UK - The Bank of England failed to consider the impact of quantitative easing (QE) on pension funds when it launched its £200bn (€230bn) stimulus package in 2009, according to the Pension Insurance Corporation (PIC).

Speaking at a roundtable discussion, the PIC's co-head of asset liability management Mark Gull said the country's central bank committed a "sin of omission" and estimated that the targeted buying of gilts between March 2009 and January last year increased scheme deficits by more than £70bn.

Gull said QE was a "good, useful way" of stimulating the economy, but noted his surprise that the Bank of England (BoE) neglected to mention pension funds in its recent quarterly bulletin, which set out to measure the impact of quantitative easing.

"Gilt yields define their liabilities, and the impact on those were not mentioned at all by the Bank of England - it's a sin of omission," he said, adding that the institution's lack of consideration was worrying.

He calculated that scheme liabilities had increased by £74bn even if only taking into account the 100 basis point drop to gilt yields the BoE estimated resulted from QE.

Gull added that, while this estimate assumed no increase in inflation, long-term inflation prospects should theoretically rise as a result of the stimulus.

Jay Shah, co-head of business origination at the company, said: "The impact of QE has been diluted by the opposite impact it has on pension schemes."

Gull said increased deficits meant companies would be forced to commit to higher deficit reduction payments, which in turn would be likely be committed to matching strategies rather than equity portfolios - again lowering gilt yields.

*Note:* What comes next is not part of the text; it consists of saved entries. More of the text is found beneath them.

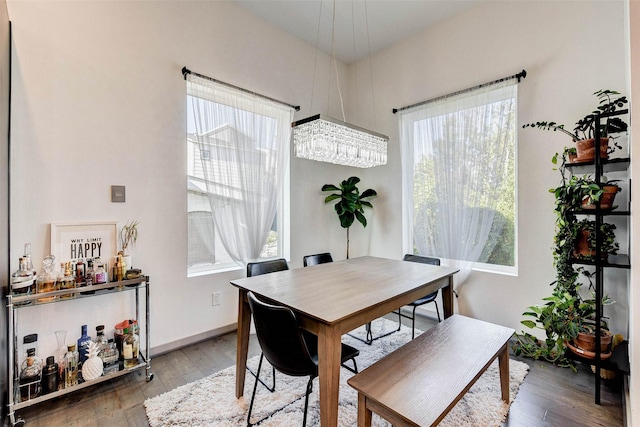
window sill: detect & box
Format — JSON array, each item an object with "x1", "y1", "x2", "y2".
[{"x1": 188, "y1": 263, "x2": 242, "y2": 278}]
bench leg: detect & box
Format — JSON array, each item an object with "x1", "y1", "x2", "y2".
[
  {"x1": 498, "y1": 342, "x2": 510, "y2": 402},
  {"x1": 357, "y1": 393, "x2": 372, "y2": 427}
]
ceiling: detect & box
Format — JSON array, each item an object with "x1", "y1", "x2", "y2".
[{"x1": 233, "y1": 0, "x2": 479, "y2": 64}]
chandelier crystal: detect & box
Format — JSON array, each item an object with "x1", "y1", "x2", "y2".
[{"x1": 292, "y1": 114, "x2": 388, "y2": 168}]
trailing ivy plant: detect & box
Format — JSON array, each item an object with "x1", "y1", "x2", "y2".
[{"x1": 322, "y1": 177, "x2": 377, "y2": 259}]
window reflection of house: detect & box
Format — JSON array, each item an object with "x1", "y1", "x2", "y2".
[{"x1": 187, "y1": 124, "x2": 278, "y2": 272}]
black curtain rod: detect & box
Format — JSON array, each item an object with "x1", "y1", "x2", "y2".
[
  {"x1": 392, "y1": 69, "x2": 526, "y2": 114},
  {"x1": 182, "y1": 66, "x2": 300, "y2": 111}
]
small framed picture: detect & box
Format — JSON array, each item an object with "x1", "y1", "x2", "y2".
[{"x1": 50, "y1": 221, "x2": 118, "y2": 264}]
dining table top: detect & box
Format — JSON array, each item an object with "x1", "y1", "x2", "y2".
[{"x1": 230, "y1": 255, "x2": 459, "y2": 326}]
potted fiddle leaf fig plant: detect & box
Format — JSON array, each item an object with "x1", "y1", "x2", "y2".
[
  {"x1": 523, "y1": 90, "x2": 628, "y2": 162},
  {"x1": 322, "y1": 177, "x2": 377, "y2": 259}
]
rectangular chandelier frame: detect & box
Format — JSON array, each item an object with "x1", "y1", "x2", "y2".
[{"x1": 292, "y1": 114, "x2": 388, "y2": 168}]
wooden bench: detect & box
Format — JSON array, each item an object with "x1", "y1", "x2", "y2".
[{"x1": 347, "y1": 314, "x2": 515, "y2": 426}]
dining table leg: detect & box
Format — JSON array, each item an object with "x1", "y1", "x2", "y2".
[
  {"x1": 442, "y1": 275, "x2": 454, "y2": 318},
  {"x1": 317, "y1": 323, "x2": 342, "y2": 427},
  {"x1": 235, "y1": 289, "x2": 251, "y2": 398}
]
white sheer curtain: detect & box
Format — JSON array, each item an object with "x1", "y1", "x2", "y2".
[
  {"x1": 186, "y1": 74, "x2": 294, "y2": 265},
  {"x1": 400, "y1": 80, "x2": 517, "y2": 287}
]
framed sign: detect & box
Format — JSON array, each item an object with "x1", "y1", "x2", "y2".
[{"x1": 51, "y1": 221, "x2": 118, "y2": 264}]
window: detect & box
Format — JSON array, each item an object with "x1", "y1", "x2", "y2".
[
  {"x1": 400, "y1": 80, "x2": 517, "y2": 277},
  {"x1": 186, "y1": 75, "x2": 292, "y2": 275}
]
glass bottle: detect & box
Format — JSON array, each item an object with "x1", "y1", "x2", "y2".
[
  {"x1": 77, "y1": 324, "x2": 91, "y2": 367},
  {"x1": 20, "y1": 334, "x2": 40, "y2": 370},
  {"x1": 11, "y1": 257, "x2": 36, "y2": 304},
  {"x1": 123, "y1": 327, "x2": 139, "y2": 369},
  {"x1": 101, "y1": 339, "x2": 120, "y2": 375},
  {"x1": 95, "y1": 325, "x2": 107, "y2": 349},
  {"x1": 54, "y1": 330, "x2": 67, "y2": 387},
  {"x1": 41, "y1": 356, "x2": 59, "y2": 395},
  {"x1": 36, "y1": 255, "x2": 57, "y2": 303},
  {"x1": 59, "y1": 261, "x2": 76, "y2": 300},
  {"x1": 82, "y1": 259, "x2": 95, "y2": 294},
  {"x1": 93, "y1": 257, "x2": 107, "y2": 284},
  {"x1": 23, "y1": 243, "x2": 36, "y2": 276},
  {"x1": 64, "y1": 344, "x2": 78, "y2": 388},
  {"x1": 19, "y1": 351, "x2": 41, "y2": 401}
]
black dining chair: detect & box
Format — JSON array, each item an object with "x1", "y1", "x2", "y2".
[
  {"x1": 302, "y1": 252, "x2": 334, "y2": 267},
  {"x1": 246, "y1": 292, "x2": 359, "y2": 427},
  {"x1": 246, "y1": 258, "x2": 358, "y2": 387},
  {"x1": 245, "y1": 258, "x2": 290, "y2": 392},
  {"x1": 247, "y1": 258, "x2": 290, "y2": 277},
  {"x1": 394, "y1": 254, "x2": 442, "y2": 339}
]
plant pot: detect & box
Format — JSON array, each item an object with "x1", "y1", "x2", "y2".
[
  {"x1": 565, "y1": 340, "x2": 612, "y2": 360},
  {"x1": 573, "y1": 229, "x2": 609, "y2": 261},
  {"x1": 574, "y1": 329, "x2": 612, "y2": 353},
  {"x1": 581, "y1": 184, "x2": 620, "y2": 210},
  {"x1": 575, "y1": 138, "x2": 609, "y2": 162}
]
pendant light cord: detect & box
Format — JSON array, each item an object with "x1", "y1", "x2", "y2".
[{"x1": 331, "y1": 0, "x2": 347, "y2": 122}]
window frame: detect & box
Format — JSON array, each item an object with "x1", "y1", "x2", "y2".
[
  {"x1": 402, "y1": 84, "x2": 519, "y2": 276},
  {"x1": 185, "y1": 91, "x2": 290, "y2": 277}
]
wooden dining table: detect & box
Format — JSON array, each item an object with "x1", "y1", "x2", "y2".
[{"x1": 230, "y1": 255, "x2": 458, "y2": 427}]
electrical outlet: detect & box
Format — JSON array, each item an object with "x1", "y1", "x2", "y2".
[{"x1": 212, "y1": 292, "x2": 221, "y2": 306}]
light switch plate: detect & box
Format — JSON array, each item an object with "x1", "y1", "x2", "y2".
[{"x1": 111, "y1": 185, "x2": 126, "y2": 203}]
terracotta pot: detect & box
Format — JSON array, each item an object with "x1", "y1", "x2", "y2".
[
  {"x1": 574, "y1": 329, "x2": 612, "y2": 353},
  {"x1": 581, "y1": 184, "x2": 620, "y2": 210},
  {"x1": 573, "y1": 229, "x2": 608, "y2": 261},
  {"x1": 575, "y1": 138, "x2": 609, "y2": 162},
  {"x1": 567, "y1": 152, "x2": 578, "y2": 163}
]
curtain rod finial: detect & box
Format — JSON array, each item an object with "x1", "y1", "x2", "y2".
[
  {"x1": 517, "y1": 69, "x2": 527, "y2": 82},
  {"x1": 182, "y1": 66, "x2": 191, "y2": 80}
]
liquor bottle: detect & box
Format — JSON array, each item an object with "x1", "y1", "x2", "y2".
[
  {"x1": 77, "y1": 325, "x2": 91, "y2": 367},
  {"x1": 101, "y1": 339, "x2": 120, "y2": 375},
  {"x1": 36, "y1": 255, "x2": 57, "y2": 303},
  {"x1": 19, "y1": 351, "x2": 41, "y2": 401},
  {"x1": 95, "y1": 325, "x2": 107, "y2": 349},
  {"x1": 122, "y1": 327, "x2": 139, "y2": 369},
  {"x1": 93, "y1": 257, "x2": 107, "y2": 284},
  {"x1": 59, "y1": 262, "x2": 76, "y2": 300},
  {"x1": 64, "y1": 344, "x2": 78, "y2": 387}
]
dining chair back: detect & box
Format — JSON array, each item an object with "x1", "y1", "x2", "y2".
[
  {"x1": 246, "y1": 258, "x2": 289, "y2": 277},
  {"x1": 396, "y1": 254, "x2": 442, "y2": 339},
  {"x1": 302, "y1": 252, "x2": 333, "y2": 267},
  {"x1": 246, "y1": 292, "x2": 317, "y2": 426}
]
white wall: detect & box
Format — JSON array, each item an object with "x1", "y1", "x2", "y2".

He argued that, if a second round of quantitative easing were initiated, it should focus less on buying up gilts and more on investing in banks' corporate bonds.

This would have the dual advantage of impacting pension schemes liabilities less and potentially encouraging financial institutions to lend more as their yields fell below those of non-financial corporate bonds, he said.
Highlighting policies implemented by other countries, Gill referenced the US Federal Reserve's attempt to reduce the yields on long-term bonds.

"That would be particularly inappropriate for the UK because that's where more pensioners are," he said.

He conceded that it was an approach the BoE was "less likely" to take, as the importance of long-dated bonds on the US housing market was not mirrored in the UK.